Des enseignants dépensent des centaines d'euros de leur poche pour acheter des fournitures


Le manque de financement des écoles publiques a mis ces établissements à rude épreuve. Une étude récente de Tes a révélé que certains enseignants mettent en place des prélèvements automatiques trimestriels pour financer les fournitures scolaires indispensables, et que d’autres déboursent jusqu’à plus de 1 000 £ par an de leur poche pour contribuer au fonctionnement de leur établissement. Un fait choquant en soi, qui n’est aggravé que par la stagnation des salaires que subissent les enseignants depuis sept ans.
L'enquête Tes, menée avec le concours du syndicat d'enseignants NEU, a recueilli les témoignages de plus de 1 800 enseignants. Le rapport révèle qu'un pourcentage stupéfiant de 94 % des enseignants achètent de leur poche des fournitures scolaires indispensables, telles que des livres et des articles de papeterie. En examinant les chiffres de plus près, on constate que 73 % des participants ont déclaré acheter régulièrement des fournitures scolaires, 58 % payer pour des livres et 43 % pour du matériel artistique. Parallèlement, deux tiers des enseignants ont déclaré être contraints de payer ces fournitures essentielles ou de contribuer financièrement en raison du manque de fonds alloués par le gouvernement.
La pression exercée sur les enseignants pour qu’ils obtiennent des résultats est évidente, et beaucoup estiment devoir investir leur propre argent pour y parvenir, comme l’exprime le commentaire suivant d’un enseignant : « J’ai besoin de ressources pour créer un effet « waouh » dans mes cours… et on nous met tellement la pression pour ne pas puiser dans le budget de l’école. »
Commentant les résultats de l'enquête, Geoff Barton, secrétaire général de l'Association of School and College Leaders, a déclaré : « C'est un terrible constat de la situation dans laquelle nous nous trouvons en matière de financement scolaire… Les enseignants paient cela de leur poche – et nous savons tous ce qu'il en est des salaires des enseignants.

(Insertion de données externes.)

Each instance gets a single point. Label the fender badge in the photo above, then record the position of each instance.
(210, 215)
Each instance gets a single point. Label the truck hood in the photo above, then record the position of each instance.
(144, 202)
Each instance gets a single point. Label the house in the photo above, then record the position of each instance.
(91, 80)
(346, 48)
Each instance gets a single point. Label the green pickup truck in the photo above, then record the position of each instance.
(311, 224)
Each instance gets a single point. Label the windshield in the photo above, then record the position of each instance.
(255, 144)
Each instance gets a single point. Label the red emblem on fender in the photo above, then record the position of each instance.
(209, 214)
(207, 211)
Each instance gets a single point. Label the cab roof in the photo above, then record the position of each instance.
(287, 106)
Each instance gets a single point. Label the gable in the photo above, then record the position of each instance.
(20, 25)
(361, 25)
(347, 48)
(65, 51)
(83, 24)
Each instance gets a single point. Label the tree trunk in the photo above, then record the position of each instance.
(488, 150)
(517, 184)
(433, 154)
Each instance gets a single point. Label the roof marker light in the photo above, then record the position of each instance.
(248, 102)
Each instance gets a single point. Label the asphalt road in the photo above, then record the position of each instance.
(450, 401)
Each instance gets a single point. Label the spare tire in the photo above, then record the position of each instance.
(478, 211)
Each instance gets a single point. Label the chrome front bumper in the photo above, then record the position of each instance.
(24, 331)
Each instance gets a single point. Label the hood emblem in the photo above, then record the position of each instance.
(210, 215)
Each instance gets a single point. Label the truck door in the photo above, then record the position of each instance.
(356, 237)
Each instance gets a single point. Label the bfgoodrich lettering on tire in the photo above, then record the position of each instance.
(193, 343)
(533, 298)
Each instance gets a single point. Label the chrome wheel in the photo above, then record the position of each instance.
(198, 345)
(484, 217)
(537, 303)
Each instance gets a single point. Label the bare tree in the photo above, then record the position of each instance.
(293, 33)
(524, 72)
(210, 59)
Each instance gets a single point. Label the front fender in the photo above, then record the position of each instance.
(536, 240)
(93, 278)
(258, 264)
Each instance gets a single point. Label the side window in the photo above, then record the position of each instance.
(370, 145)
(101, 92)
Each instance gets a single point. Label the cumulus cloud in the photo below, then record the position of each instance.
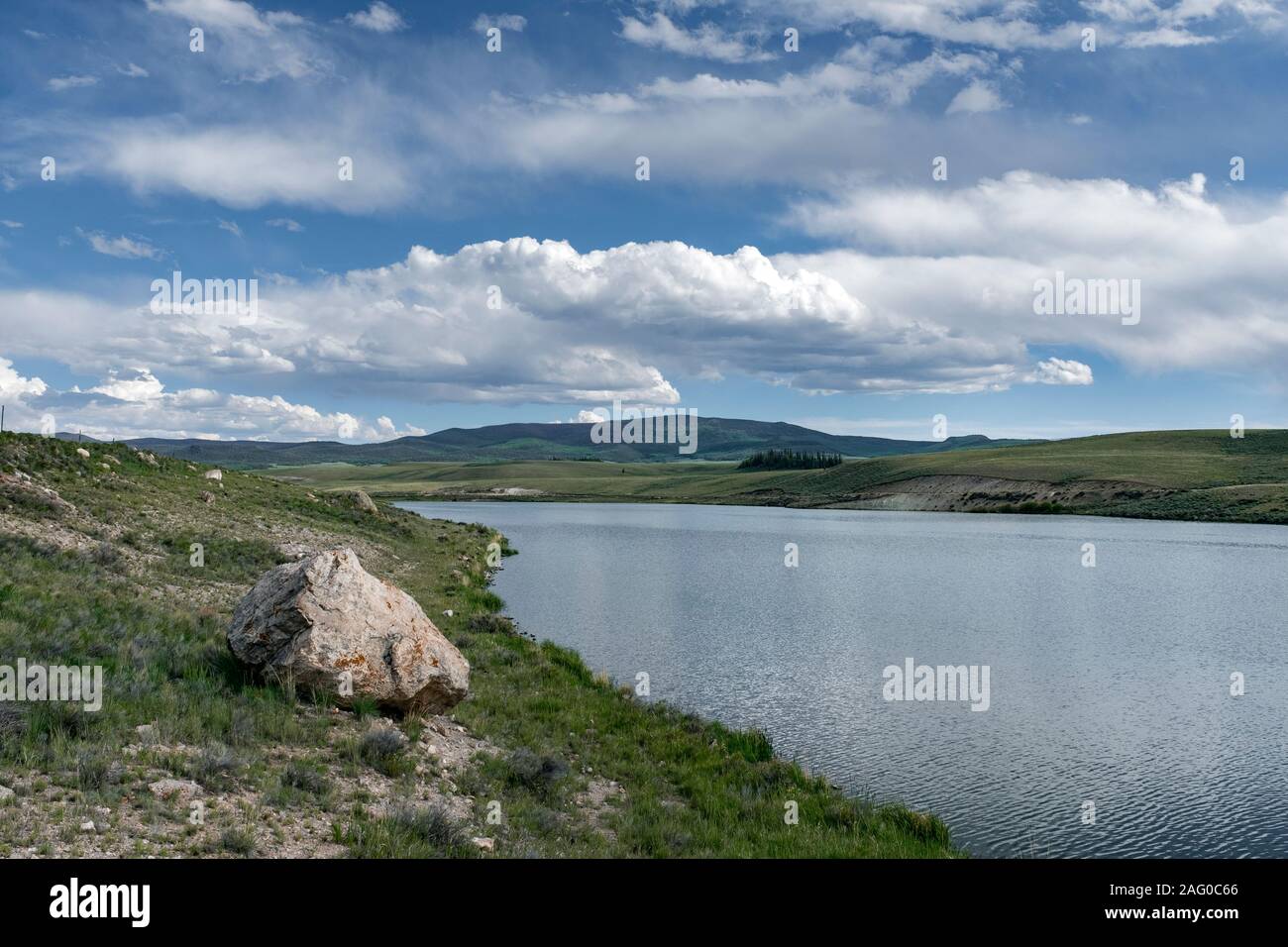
(64, 82)
(140, 384)
(563, 326)
(707, 42)
(977, 97)
(134, 403)
(14, 386)
(1211, 289)
(380, 17)
(1059, 371)
(502, 21)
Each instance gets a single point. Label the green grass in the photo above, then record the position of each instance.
(110, 583)
(1184, 474)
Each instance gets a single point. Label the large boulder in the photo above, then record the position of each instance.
(325, 617)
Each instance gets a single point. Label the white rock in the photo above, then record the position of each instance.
(325, 621)
(168, 789)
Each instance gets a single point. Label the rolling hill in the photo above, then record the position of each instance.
(719, 438)
(1163, 474)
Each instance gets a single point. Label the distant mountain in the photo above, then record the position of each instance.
(719, 438)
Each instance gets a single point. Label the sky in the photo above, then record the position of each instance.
(835, 213)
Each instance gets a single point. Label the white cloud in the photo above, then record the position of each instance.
(249, 166)
(977, 97)
(1166, 37)
(141, 384)
(1059, 371)
(14, 386)
(64, 82)
(123, 247)
(707, 42)
(503, 21)
(380, 17)
(966, 260)
(257, 47)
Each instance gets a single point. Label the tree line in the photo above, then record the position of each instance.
(789, 460)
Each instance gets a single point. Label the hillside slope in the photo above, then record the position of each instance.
(1189, 474)
(719, 438)
(188, 757)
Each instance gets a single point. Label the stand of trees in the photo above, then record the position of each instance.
(789, 460)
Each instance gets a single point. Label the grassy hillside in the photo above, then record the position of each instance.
(719, 438)
(97, 570)
(1188, 474)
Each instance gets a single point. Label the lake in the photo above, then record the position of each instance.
(1111, 727)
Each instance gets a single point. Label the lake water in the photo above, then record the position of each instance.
(1108, 685)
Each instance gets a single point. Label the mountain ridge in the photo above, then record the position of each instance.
(719, 438)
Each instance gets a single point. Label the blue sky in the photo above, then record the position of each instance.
(494, 257)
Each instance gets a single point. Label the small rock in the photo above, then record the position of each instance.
(314, 621)
(167, 789)
(362, 501)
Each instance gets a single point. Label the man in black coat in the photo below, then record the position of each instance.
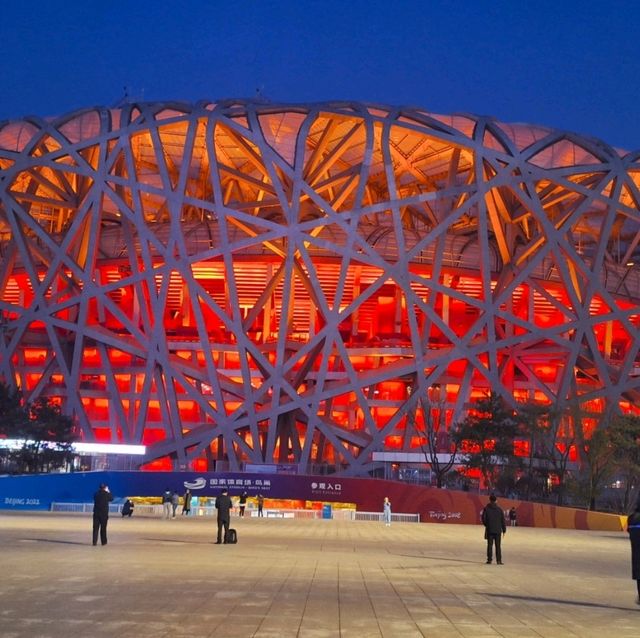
(101, 500)
(494, 528)
(223, 505)
(633, 527)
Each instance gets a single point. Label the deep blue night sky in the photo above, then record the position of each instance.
(569, 65)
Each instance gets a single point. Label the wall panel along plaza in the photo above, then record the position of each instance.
(250, 283)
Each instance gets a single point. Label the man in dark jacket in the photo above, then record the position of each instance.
(101, 500)
(223, 505)
(494, 528)
(633, 527)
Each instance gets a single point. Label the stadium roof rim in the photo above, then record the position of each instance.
(266, 106)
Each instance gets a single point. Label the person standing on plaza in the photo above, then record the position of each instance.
(633, 527)
(101, 500)
(186, 502)
(223, 505)
(243, 503)
(494, 528)
(175, 501)
(386, 511)
(127, 508)
(166, 503)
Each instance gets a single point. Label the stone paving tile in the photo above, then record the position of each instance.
(308, 579)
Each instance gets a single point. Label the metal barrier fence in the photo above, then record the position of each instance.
(157, 511)
(395, 518)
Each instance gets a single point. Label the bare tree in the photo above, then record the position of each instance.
(438, 446)
(486, 438)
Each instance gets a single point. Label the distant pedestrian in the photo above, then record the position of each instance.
(386, 511)
(101, 500)
(494, 528)
(243, 502)
(166, 503)
(633, 527)
(186, 502)
(223, 505)
(127, 508)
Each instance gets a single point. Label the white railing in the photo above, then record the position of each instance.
(157, 511)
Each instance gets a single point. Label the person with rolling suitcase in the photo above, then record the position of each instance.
(223, 505)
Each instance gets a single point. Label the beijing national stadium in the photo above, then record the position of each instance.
(240, 283)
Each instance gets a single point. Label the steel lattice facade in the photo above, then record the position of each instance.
(259, 283)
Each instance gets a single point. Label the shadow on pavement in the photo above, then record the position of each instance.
(559, 601)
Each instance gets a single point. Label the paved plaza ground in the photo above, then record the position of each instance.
(307, 578)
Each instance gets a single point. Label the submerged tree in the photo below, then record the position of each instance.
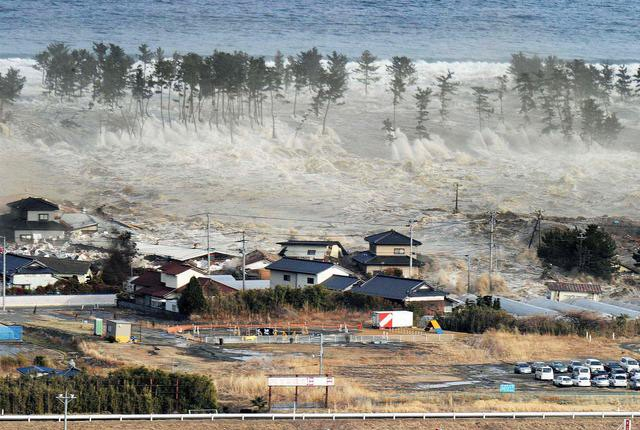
(366, 72)
(423, 98)
(401, 71)
(447, 88)
(483, 107)
(11, 85)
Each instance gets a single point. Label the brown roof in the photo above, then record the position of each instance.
(175, 268)
(574, 288)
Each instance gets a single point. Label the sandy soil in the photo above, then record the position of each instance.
(581, 424)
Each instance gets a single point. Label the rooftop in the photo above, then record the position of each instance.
(33, 204)
(339, 282)
(574, 288)
(296, 265)
(391, 237)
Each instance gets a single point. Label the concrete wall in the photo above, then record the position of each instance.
(61, 300)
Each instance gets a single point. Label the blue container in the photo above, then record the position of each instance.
(10, 333)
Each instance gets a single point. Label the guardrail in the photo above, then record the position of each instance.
(330, 338)
(322, 416)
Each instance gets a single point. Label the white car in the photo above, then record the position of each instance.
(594, 365)
(630, 364)
(619, 380)
(581, 381)
(581, 371)
(565, 381)
(544, 373)
(600, 381)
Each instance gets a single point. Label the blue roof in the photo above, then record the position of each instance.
(394, 288)
(298, 265)
(339, 283)
(14, 262)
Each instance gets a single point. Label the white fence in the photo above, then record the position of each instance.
(77, 300)
(332, 338)
(323, 416)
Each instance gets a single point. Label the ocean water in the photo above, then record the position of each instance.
(447, 30)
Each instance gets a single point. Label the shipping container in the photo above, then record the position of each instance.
(392, 319)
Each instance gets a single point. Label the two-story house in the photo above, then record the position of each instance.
(295, 272)
(35, 219)
(389, 252)
(323, 250)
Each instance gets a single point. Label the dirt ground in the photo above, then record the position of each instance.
(549, 424)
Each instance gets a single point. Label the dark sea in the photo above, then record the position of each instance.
(446, 30)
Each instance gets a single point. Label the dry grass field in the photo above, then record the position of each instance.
(549, 424)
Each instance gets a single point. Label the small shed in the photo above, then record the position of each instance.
(560, 291)
(119, 330)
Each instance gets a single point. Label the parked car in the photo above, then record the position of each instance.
(593, 364)
(581, 370)
(618, 380)
(522, 368)
(629, 364)
(581, 381)
(545, 373)
(565, 381)
(537, 365)
(559, 367)
(609, 365)
(573, 364)
(600, 381)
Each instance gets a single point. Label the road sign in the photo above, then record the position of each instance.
(301, 381)
(507, 388)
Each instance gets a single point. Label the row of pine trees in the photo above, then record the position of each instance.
(225, 88)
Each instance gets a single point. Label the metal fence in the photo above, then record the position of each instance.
(329, 338)
(323, 416)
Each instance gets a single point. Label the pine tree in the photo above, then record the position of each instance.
(423, 98)
(367, 70)
(501, 91)
(525, 88)
(623, 82)
(483, 107)
(447, 88)
(11, 85)
(402, 71)
(192, 299)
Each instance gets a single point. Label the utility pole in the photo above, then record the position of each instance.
(492, 225)
(455, 209)
(244, 259)
(468, 272)
(65, 399)
(321, 354)
(4, 273)
(411, 222)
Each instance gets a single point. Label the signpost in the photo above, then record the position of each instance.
(296, 381)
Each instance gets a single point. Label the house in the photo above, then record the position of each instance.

Cela ne devrait pas se passer ainsi. »
L'enquête montre également que les enseignants dépensent davantage de leur propre argent pour acheter des ressources et du matériel que les années précédentes, l'habitude de payer de leur poche pour se procurer le strict nécessaire s'étant fermement imposée comme une « nécessité » inhérente à leur métier. Andrew Morris, secrétaire général adjoint du NEU, a déclaré : « Même les enseignants en première année d'exercice s'habituent à l'idée qu'ils doivent payer de leur poche pour se procurer les ressources nécessaires. Cela est désormais considéré comme une caractéristique courante de leur métier. »
Rejetant la responsabilité sur le gouvernement, Morris a poursuivi : « Cela permettra au gouvernement d’éviter d’avoir à augmenter les financements autant qu’il le devrait. Il y a une grande différence entre dire “Nous n’avons pas les moyens de vous permettre d’acheter quoi que ce soit” et “Nous n’avons pas les moyens – donnez-nous un peu de votre argent”. »
La triste réalité est que les parents doivent également mettre la main à la poche pour contribuer à l'éducation de leurs enfants : deux tiers des personnes interrogées indiquent que les écoles leur facturent la participation à des événements tels que les manifestations sportives et les concerts scolaires. Dans certains cas, comme le révèle l'enquête de la PTA UK, certains parents doivent même payer pour que les écoles soient approvisionnées en produits de première nécessité, comme le papier toilette.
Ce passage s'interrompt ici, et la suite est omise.